Class of 1936

From the January/February 2011 Issue

Charles E.H. Nauss is 97 years old and still active—walking and using a computer.

From the September/October 2008 Issue

Class president Bob Kenyon writes that he and Lou Leonard represented the class in the 2008 Commencement procession. The only person ahead of them was Dorothy Markoff Nelson '35!

From the May/June 2008 Issue

Charles E.H. Nauss celebrated his 94th birthday and 68th anniversary with his wife, Anita.

From the March/April 2008 Issue

Helen Johns Carroll enjoys being a member of a book club and reading the BAM.

From the March / April 2007 Issue

Rosalie Musen Reizen handed down her class ring to her great- granddaughter Madeline, who is 1½ years old. She’s looking forward to someone else in the family attending Brown.

From the January / February 2007 Issue

Rosalie Musen Reizen gave her class ring to her year-old great-granddaughter and hopes she will wear it as a member of a Brown class. The child is the fifth-generation girl in the family—no boys. Rosalie is living in Newburyport, Mass., where she is near her daughter Marjorie.

From the September / October 2006 Issue

Class president Robert W. Kenyon writes:“Beatrice Minkins, Esther Kuldin Adler, Alice Roe-Grenier and Leo Grenier, Regina Driscoll and guest, Ray Noonan, Alcide Santilli, Walter Chucnin ’41 AM and guest, and Robert Kenyon met for lunch on May 27 at the Hope Club to mark the 70th anniversary of our graduation from Brown. Al Santilli, who camefrom Albuquerque, N.Mex., took the prize for traveling the farthest. Bea Minkins, Regina Driscoll, Al Santilli, Ray Noonan, and Bob Kenyon were in the Commencement March down College Hill. At the Saturday luncheon, president Bob Kenyon presided over a business meeting. It was voted that the balance of the treasury—$1,439 after payment of outstanding bills—should be paid to the class of 1936 scholarship fund and the treasury discontinued.”

From the May / June 2006 Issue

Barbara Chase Little writes to say she is happy, well, and enjoying life at her home in Woods Hole on Cape Cod, Mass. Much of her time now is spent trying to get young people interested in international relations—peaceful ones. She says her 90 years have not slowed her down one bit.
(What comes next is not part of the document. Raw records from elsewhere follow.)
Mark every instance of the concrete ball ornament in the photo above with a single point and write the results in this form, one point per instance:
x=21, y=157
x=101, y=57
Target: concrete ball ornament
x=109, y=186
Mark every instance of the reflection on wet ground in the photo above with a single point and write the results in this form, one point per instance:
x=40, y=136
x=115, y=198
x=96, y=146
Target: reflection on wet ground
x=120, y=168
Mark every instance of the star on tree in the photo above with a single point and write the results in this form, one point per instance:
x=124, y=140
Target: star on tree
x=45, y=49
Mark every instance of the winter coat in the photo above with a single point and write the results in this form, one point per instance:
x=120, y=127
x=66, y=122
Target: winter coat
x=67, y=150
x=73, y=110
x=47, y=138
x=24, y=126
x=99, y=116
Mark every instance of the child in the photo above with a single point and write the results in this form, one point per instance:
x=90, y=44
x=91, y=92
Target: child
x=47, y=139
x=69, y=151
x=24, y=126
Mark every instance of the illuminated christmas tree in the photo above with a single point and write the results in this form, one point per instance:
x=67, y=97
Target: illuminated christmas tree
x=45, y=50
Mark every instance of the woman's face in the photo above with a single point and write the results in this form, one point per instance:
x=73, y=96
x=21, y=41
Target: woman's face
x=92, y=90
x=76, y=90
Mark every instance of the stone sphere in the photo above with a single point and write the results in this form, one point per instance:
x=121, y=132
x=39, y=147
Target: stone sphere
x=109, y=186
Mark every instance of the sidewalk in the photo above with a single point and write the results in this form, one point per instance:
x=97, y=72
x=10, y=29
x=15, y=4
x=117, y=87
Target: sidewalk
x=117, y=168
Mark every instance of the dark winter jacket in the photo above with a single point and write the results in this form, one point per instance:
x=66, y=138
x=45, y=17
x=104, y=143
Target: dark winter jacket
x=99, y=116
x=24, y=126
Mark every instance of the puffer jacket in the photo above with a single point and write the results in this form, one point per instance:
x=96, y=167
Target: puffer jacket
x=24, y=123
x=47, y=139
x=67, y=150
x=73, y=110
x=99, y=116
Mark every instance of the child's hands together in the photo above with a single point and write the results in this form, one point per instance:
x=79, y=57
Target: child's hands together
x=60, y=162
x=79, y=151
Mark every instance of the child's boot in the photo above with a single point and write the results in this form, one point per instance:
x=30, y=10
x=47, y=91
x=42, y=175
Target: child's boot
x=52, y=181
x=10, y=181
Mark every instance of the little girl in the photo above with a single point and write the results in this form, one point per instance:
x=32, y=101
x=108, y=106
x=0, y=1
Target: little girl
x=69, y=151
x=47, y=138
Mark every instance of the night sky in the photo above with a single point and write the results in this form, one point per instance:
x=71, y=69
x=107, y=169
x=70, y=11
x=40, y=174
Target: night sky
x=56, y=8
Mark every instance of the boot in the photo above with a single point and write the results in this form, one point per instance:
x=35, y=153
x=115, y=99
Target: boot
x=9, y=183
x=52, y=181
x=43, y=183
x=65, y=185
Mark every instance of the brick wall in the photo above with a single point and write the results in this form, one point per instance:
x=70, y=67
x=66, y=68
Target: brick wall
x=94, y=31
From the September / October 2004 Issue

Raymond Noonan writes: “The late Stephen Armstrong was inducted posthumously into the USA New England Tennis Hall of Fame on June 7, 2003. Stephen ‘Sweet Red’ Armstrong was a letterman in football and basketball, but he did not play tennis in college.”

From the March / April 2004 Issue

Class president Bob Kenyon reports: “With the death on Nov. 11 of our secretary, Howard Silverman, the class suffers an irreplaceable loss. Howard served diligently as secretary for more than twenty years. The class newsletters he edited and produced for many years were models. In addition to his regular duties he was quick to do anything that needed to be done; always quietly and without thought of any recognition. An example: when reunion chairman Al Owens became ill during the planning of our 55th reunion, Howard took on those duties without being asked. During the dinner meeting of that reunion I cited Howard for his contributions, and proclaimed him Mr. 1936 for 1991. Later, Howard came up to me exuding disapproval from every pore and said between his teeth, ‘That was unnecessary!’ That really sums up Howard’s service to the class. Everything got done well, and no accolades were ever necessary or desired. He will be greatly missed.”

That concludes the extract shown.